Chaque fois qu’elle retourne chez Ba Omar, elle dérobe un billet ou deux de cent dirhams. Elle évite de dépasser ce montant. Et les soupçons de Ba Omar n’ont jamais été éveillés. D’un jour à l’autre, la petite maîtresse se rend chez Ba Omar. Cette fois, c’est lui qui lui prépare le thé, un repas de petits-pois, d’olives, un poulet et une bouteille d’eau gazeuse. Vers dix-neuf heures, ils mangent, puis vont dans la chambre à coucher, se déshabillent, font l’amour. Ensuite, Chaïbia va aux toilettes et Ba Omar reste allongé sur le lit. Elle profite de l’occasion, entre dans l’autre chambre, cherche l’argent, et… ne trouve rien. Ou les a-t-il mis ?, s’interroge-t-elle. Elle fouille. En vain. Elle ne sait quoi faire. Comme possédée par un esprit maléfique, elle tourne à gauche et à droite, entre dans la cuisine, se saisit d’un coutelas et le pose derrière la porte des toilettes. Elle se dirige ensuite vers la chambre ou se trouve Ba Omar. Il dort, allongé sur le dos. Elle retourne aux toilettes, récupère le coutelas, fait irruption dans la chambre à coucher, lève ses deux mains qui saisissent le coutelas et frappe sauvagement Ba Omar. Le sang jaillit de son front. Il sursaute de sa place, lève sa main droite, hurle, demande du secours.

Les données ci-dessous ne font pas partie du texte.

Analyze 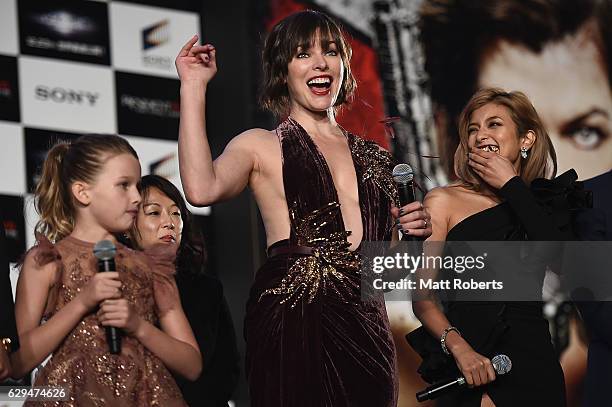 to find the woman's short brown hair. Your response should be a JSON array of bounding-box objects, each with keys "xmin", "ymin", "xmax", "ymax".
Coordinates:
[
  {"xmin": 261, "ymin": 10, "xmax": 357, "ymax": 116},
  {"xmin": 455, "ymin": 88, "xmax": 557, "ymax": 191}
]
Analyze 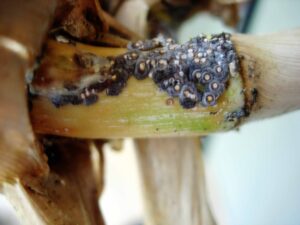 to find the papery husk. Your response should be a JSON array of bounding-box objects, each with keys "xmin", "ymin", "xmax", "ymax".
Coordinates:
[
  {"xmin": 135, "ymin": 137, "xmax": 215, "ymax": 225},
  {"xmin": 0, "ymin": 0, "xmax": 56, "ymax": 187},
  {"xmin": 233, "ymin": 28, "xmax": 300, "ymax": 122},
  {"xmin": 2, "ymin": 138, "xmax": 104, "ymax": 225}
]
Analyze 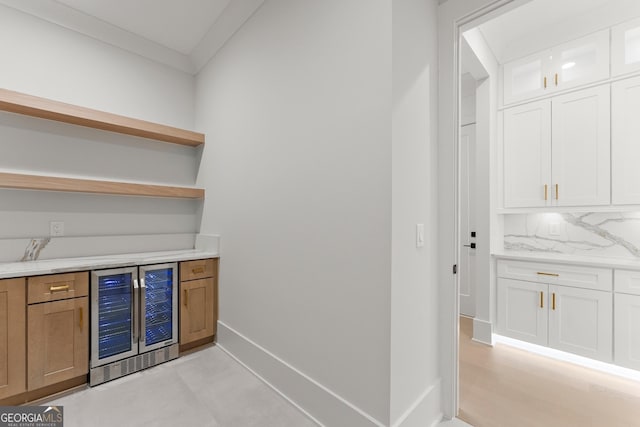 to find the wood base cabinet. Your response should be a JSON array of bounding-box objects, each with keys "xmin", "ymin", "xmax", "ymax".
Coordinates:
[
  {"xmin": 0, "ymin": 278, "xmax": 27, "ymax": 400},
  {"xmin": 180, "ymin": 259, "xmax": 218, "ymax": 350},
  {"xmin": 27, "ymin": 272, "xmax": 89, "ymax": 390}
]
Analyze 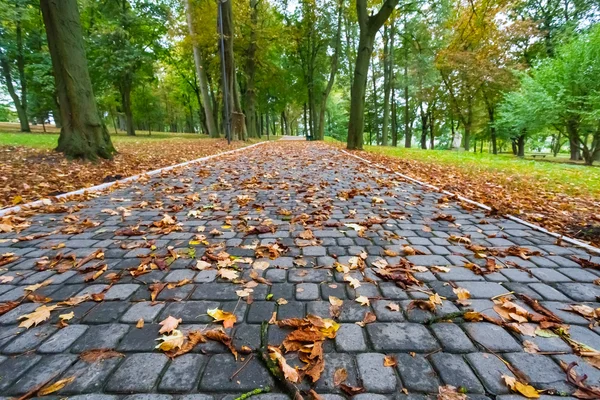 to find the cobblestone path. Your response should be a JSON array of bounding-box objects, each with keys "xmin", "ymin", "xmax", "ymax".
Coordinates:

Et un deuxième coup entre ses yeux. Le sang gicle en cascade. Ba Omar rend le dernier soupir aussitôt. Il n’est plus qu’un cadavre que Chaïbia recouvre d’une couverture, avant de reprendre ses recherches. Elle éventre les coussins, jette pêle-mêle les draps, les couvertures. Mais en vain. Elle ne trouve rien. Dans la cuisine, elle commence à reprendre son souffle. Prise de remords, elle tremble, regrette son acte. Mais il est trop tard. Elle sort de la maison, laisse lumière allumée et rentre chez elle. Personne dans son entourage ne se rend compte de rien. Elle reste deux jours sans mettre le nez dehors. La famille de Ba Omar s’inquiète de l’absence prolongée du vieillard.
Sa fille Hnia vient le chercher, frappe à la porte. N’obtenant pas de réponse –et pour cause !-, elle appelle son beau-frère. Puis, tous deux se dirigent vers la police, qui ouvre aussitôt une enquête. Chaïbia est arrêtée. Le tribunal a rendu son verdict : 20 ans de réclusion pour sa folle cupidité.